# Fenugreek Geek



## justplainbill (Nov 23, 2008)

I understand that Fenugreek is botanically related to clover and I believe Schabzigerkaese is flavored with Fenugreek.
I've used Fenugreek to add zip to some of those butter substitute spreads and to plain pasta, formaggio and olive oil dishes as well as in some oil and vinegar dressings. I'd speculate that it might be a good ingredient for a garlicky sour cream chip dip. 

Do you folks have any suggestions for easy to make recipes that use Fenugreek??


----------



## Yakuta (Nov 23, 2008)

Fenugreek comes in two forms - leaf (fresh and dried) and seeds.  I am not sure which one you are referring to.  The leaves of fenugreek is a very different animal than the seeds.  The only similarity is that they both bitter. 

We use fenugreek a lot in Indian cooking.  Fenugreek leaves are washed, chopped, and cooked with sliced onions, tomatoes, potatoes and spices. 
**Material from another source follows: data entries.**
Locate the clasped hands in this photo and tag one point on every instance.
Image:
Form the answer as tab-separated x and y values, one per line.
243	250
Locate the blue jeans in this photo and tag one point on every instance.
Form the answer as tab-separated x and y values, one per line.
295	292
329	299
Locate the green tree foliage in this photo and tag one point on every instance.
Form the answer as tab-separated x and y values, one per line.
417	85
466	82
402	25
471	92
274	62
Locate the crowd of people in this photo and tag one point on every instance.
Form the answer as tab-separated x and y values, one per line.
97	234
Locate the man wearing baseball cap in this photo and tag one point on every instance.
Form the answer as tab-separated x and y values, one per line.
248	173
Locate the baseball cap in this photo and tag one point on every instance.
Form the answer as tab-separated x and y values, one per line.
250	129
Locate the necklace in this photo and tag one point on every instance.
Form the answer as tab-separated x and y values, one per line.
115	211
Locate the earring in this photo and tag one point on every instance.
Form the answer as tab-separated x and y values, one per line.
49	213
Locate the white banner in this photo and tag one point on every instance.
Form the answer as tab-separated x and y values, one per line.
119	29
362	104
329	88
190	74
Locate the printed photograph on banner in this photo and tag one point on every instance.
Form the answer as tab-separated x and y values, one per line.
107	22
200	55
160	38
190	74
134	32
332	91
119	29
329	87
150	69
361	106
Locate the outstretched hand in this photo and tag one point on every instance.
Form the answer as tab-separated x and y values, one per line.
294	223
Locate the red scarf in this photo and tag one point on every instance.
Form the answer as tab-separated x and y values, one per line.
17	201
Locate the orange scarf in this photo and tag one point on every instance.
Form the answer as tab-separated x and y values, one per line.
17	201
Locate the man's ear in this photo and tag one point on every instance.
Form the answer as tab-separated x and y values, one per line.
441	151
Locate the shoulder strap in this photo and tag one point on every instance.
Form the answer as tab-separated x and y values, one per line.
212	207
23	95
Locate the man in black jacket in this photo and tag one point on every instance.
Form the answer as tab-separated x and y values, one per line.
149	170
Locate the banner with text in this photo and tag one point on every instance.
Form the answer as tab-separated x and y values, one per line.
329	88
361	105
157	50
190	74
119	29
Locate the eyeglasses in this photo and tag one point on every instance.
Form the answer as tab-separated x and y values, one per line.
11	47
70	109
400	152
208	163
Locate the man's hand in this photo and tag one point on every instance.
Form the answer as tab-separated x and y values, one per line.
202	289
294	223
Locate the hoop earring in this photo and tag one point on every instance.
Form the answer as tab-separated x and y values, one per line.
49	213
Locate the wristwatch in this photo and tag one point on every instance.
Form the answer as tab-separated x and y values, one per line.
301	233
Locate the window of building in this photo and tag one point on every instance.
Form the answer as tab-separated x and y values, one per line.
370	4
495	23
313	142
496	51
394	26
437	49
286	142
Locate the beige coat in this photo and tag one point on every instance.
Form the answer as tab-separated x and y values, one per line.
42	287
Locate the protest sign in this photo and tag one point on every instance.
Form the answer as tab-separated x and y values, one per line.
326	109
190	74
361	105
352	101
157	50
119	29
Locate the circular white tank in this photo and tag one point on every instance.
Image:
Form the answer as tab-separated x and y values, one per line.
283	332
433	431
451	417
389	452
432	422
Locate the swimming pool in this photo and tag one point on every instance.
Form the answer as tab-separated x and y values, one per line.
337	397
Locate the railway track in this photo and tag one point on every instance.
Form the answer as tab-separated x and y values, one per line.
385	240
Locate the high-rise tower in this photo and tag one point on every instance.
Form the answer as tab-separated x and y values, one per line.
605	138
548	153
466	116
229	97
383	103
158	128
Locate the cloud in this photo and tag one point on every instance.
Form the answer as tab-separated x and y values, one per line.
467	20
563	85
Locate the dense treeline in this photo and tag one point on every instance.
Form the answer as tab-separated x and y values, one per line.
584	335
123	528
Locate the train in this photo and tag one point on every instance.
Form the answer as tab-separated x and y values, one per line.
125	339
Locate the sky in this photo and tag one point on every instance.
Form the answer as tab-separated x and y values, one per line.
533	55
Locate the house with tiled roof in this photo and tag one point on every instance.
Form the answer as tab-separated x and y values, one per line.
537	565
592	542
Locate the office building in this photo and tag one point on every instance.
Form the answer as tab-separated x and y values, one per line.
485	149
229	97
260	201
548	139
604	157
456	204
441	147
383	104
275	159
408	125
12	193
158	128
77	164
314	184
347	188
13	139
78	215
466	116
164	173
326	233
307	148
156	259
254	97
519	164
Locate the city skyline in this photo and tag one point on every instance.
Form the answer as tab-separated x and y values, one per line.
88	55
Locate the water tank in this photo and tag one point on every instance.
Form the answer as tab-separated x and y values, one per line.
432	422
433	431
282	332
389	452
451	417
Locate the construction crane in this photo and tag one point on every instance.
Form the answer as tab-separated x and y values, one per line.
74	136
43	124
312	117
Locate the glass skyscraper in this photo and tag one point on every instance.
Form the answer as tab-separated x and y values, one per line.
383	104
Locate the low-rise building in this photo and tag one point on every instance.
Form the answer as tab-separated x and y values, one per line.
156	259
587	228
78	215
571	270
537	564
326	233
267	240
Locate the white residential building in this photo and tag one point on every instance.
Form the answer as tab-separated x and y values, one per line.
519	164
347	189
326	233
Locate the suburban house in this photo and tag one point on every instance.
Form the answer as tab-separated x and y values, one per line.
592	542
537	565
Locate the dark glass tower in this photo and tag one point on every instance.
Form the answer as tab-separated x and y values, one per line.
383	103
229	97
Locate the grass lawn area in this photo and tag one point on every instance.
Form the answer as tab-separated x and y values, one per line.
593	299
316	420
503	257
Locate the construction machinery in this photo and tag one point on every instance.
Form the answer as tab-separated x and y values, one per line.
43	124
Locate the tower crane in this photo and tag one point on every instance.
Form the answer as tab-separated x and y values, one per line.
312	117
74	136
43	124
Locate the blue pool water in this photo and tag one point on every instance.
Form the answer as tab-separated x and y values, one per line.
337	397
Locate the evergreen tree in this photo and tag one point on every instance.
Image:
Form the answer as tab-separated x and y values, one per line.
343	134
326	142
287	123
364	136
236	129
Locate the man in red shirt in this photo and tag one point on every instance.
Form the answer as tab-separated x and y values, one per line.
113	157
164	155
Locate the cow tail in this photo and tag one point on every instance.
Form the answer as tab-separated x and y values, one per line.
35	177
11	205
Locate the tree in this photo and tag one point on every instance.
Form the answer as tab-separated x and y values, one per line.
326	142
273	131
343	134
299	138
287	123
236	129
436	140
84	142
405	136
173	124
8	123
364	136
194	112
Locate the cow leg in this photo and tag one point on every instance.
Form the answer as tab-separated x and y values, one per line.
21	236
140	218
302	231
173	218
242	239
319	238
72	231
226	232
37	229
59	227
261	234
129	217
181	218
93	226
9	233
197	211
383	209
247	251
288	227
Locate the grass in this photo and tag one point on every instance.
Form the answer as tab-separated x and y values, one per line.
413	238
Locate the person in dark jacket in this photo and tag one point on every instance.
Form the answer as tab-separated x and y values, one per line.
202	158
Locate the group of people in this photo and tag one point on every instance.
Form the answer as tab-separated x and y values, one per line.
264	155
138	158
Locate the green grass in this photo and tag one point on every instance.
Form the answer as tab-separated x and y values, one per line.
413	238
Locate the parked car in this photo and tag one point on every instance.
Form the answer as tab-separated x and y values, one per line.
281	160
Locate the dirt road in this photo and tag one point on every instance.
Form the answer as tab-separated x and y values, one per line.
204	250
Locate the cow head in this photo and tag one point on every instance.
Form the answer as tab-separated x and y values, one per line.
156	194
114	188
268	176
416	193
Fenugreek seeds are added to hot oil along with cumin seeds and mustard seeds in a variety of dishes I make (a technique referred to as tempering).  Actually fenugreek is a key ingredient in butter chicken which is a very popular north indian dish.  In addition, we use it in a lot of fried savory snacks that we make


----------



## justplainbill (Nov 24, 2008)

Thanks for the reply Yakuta.  I was referring to ground Fenugreek seeds.


----------